The following program produces a JSON file with all repositories I’ve starred and details of them:
#!/usr/bin/env python -B
# https://pygithub.readthedocs.io/en/latest/introduction.html
from github import Github # https://github.com/PyGithub/PyGithub
import json
import os
g = Github(open(os.path.expanduser("~/.gist")).read())
starred = []
for repo in g.get_user().get_starred():
# I find stars some of my own repositories, and I don't think
# I actually did that; artefact of prior GitHub practices?
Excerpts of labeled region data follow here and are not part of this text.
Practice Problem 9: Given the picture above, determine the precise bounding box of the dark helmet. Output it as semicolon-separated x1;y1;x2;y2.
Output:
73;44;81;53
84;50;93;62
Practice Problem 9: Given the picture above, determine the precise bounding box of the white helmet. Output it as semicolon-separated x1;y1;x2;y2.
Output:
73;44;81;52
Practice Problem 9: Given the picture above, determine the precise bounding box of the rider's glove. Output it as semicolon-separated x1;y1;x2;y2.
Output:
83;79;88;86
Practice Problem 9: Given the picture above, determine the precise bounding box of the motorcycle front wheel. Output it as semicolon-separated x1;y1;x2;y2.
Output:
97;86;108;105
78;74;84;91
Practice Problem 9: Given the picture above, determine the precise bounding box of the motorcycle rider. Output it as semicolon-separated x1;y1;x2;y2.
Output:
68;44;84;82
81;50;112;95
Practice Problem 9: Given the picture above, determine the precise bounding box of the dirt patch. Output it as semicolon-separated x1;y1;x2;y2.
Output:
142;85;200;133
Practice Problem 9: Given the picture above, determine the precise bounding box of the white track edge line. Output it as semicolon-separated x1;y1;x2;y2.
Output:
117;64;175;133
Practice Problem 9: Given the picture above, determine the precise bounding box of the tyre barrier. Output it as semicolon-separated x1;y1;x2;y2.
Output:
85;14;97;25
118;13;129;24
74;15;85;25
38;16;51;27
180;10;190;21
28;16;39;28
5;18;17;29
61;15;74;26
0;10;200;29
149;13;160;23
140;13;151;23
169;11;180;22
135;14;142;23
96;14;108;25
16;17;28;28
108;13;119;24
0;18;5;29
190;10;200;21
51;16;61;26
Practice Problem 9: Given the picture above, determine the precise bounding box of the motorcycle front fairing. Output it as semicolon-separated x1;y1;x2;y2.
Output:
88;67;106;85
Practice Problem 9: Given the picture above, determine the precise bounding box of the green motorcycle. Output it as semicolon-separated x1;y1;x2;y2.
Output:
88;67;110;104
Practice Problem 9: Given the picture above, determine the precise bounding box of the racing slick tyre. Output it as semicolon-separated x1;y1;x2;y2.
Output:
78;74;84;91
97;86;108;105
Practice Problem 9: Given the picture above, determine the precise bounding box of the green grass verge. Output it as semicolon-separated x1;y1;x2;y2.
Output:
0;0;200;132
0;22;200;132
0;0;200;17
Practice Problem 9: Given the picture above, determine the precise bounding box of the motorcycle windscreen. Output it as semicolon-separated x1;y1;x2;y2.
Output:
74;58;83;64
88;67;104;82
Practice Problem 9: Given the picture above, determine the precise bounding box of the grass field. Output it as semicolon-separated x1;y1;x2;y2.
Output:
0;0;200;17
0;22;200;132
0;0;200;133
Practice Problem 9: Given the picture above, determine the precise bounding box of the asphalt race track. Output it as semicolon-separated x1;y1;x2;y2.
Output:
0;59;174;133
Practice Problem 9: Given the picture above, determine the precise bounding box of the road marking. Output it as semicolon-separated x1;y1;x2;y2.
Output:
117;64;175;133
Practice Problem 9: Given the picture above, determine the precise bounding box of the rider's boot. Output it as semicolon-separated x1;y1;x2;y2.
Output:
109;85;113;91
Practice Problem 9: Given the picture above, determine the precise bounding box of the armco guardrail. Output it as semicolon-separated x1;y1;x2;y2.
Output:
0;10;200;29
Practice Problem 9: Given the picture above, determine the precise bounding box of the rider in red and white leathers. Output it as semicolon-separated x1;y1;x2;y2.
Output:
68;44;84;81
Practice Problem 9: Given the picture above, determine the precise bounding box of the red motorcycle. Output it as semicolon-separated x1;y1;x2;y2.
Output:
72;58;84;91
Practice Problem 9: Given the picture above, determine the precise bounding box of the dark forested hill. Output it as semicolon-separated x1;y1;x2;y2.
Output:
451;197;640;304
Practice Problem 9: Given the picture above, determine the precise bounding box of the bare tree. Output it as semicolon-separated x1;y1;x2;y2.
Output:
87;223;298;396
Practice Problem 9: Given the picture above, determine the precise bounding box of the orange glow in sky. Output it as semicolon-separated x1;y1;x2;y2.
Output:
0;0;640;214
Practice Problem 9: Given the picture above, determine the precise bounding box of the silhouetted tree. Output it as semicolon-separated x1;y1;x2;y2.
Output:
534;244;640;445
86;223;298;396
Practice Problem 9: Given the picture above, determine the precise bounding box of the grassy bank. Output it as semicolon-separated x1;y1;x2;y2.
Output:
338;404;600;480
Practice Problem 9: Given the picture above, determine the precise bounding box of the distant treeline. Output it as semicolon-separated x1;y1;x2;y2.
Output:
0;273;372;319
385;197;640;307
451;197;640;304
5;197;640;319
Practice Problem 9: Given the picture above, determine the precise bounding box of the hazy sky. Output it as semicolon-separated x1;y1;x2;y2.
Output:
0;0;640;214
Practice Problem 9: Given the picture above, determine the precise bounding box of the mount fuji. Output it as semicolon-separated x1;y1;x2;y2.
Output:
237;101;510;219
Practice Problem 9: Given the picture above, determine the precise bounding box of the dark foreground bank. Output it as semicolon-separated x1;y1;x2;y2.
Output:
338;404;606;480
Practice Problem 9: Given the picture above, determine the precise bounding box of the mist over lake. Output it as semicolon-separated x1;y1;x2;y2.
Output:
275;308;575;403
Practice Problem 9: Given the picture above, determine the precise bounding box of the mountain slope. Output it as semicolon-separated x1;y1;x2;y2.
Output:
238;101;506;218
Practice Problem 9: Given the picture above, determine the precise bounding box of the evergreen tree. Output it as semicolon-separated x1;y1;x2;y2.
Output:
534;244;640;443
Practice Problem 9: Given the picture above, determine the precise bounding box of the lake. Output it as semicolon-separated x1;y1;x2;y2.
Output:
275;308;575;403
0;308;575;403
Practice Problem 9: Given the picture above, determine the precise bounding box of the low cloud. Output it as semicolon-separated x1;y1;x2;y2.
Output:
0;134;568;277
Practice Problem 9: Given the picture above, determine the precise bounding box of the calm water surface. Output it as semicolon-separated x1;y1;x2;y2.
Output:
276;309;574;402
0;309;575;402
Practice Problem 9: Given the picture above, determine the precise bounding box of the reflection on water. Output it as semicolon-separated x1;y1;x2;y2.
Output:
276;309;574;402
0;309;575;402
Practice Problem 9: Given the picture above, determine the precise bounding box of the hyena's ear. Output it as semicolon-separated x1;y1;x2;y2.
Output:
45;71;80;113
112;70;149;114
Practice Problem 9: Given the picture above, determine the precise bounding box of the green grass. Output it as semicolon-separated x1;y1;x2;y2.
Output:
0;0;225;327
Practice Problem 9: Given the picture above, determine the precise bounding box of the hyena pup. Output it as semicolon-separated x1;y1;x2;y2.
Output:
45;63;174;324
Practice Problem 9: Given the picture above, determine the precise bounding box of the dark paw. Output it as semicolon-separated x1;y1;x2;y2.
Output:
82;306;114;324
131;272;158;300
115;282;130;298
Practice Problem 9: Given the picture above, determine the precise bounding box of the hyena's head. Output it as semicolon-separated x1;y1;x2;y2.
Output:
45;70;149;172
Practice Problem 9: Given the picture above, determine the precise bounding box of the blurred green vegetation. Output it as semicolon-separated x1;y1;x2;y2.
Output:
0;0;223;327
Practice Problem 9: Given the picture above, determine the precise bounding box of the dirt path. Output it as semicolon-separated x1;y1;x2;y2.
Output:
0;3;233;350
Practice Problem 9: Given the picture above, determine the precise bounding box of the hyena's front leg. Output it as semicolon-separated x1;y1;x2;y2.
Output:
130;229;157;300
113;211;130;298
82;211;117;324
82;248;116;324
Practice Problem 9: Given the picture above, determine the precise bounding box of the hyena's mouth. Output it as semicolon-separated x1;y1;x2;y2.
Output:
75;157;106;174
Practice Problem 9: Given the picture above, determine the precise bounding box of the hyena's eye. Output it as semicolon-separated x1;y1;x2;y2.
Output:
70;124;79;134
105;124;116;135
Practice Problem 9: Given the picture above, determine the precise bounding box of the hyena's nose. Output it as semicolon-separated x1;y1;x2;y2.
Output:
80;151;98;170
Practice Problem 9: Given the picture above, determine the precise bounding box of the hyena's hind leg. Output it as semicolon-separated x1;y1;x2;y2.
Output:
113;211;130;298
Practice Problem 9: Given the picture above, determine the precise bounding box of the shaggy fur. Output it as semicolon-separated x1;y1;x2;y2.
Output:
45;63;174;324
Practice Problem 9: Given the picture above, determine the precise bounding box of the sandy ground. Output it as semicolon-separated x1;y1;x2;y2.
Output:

if repo.owner.login != "jpmens":
data = {
"name" : repo.name,
"owner" : repo.owner.login,
"full_name" : repo.full_name,
"clone_url" : repo.clone_url,
}
if repo.owner.name:
data["owner_name"] = repo.owner.name
if repo.owner.email:
data["owner_email"] = repo.owner.email
if repo.owner.avatar_url:
data["owner_avatar_url"] = repo.owner.avatar_url
if repo.description:
data["description"] = repo.description
if repo.homepage:
data["homepage"] = repo.homepage
topics = repo.get_topics() # removing this speeds up the program
if len(topics) != 0:
data["topics"] = topics
starred.append(data)
with open("starred.json", "w") as f:
f.write(json.dumps(starred, indent=4))
The program runs for a couple of minutes because I use an additional API call to obtain more information for my archive: the topics of the particular repository. The result is (I hope) something I can use long-term to find what I’m looking for. Thinking aloud: I have the name, its owner, the owner’s full name (sometimes easier to remember than a cryptic username), the topics, and a description, hoping the repository owner’s taken the trouble to set those.
[
{
"name": "haricot",
"owner": "catwell",
"full_name": "catwell/haricot",
"clone_url": "https://github.com/catwell/haricot.git",
"owner_name": "Pierre Chapuis",
"owner_avatar_url": "https://avatars1.githubusercontent.com/u/221332?v=4",
"description": "Beanstalk client for Lua",
"topics": [
"lua",
"beanstalkd"
]
},
...
]
I can then have a program run through that list and create clones of the clone_url
s:
#!/bin/sh
dir="/path/to/rep/ositories"
jq -r '.[]| "\(.owner)-\(.name) \(.clone_url)"' < starred.json |
awk '{ gsub(/[ \/]/, "-", $1); $1 = tolower($1); print; }' | while read d u
do
target="$dir/$d"
test -d "$target" || (
mkdir -p "$target"
git clone "$u" "$target"
)
done
The jq invocation produces lines of output containing owner name and repository name joined by a dash, and I have verified that neither owner nor repo name can contain a slash:
catwell-haricot https://github.com/catwell/haricot.git
dw-py-lmdb https://github.com/dw/py-lmdb.git
...
Some repositories are quite large, so cloning all of this takes time and costs space, but it’s worth it, to me. I will periodically have a program visit each directory and pull changes.
So far GitHub contains most of what I’ve been interested in, but the odd GitLab or Gitea etc. repository I just clone manually.
There’s something missing in order to silence the buzzing bee; I’ll be back with a third installment to my “GitHub trilogy”.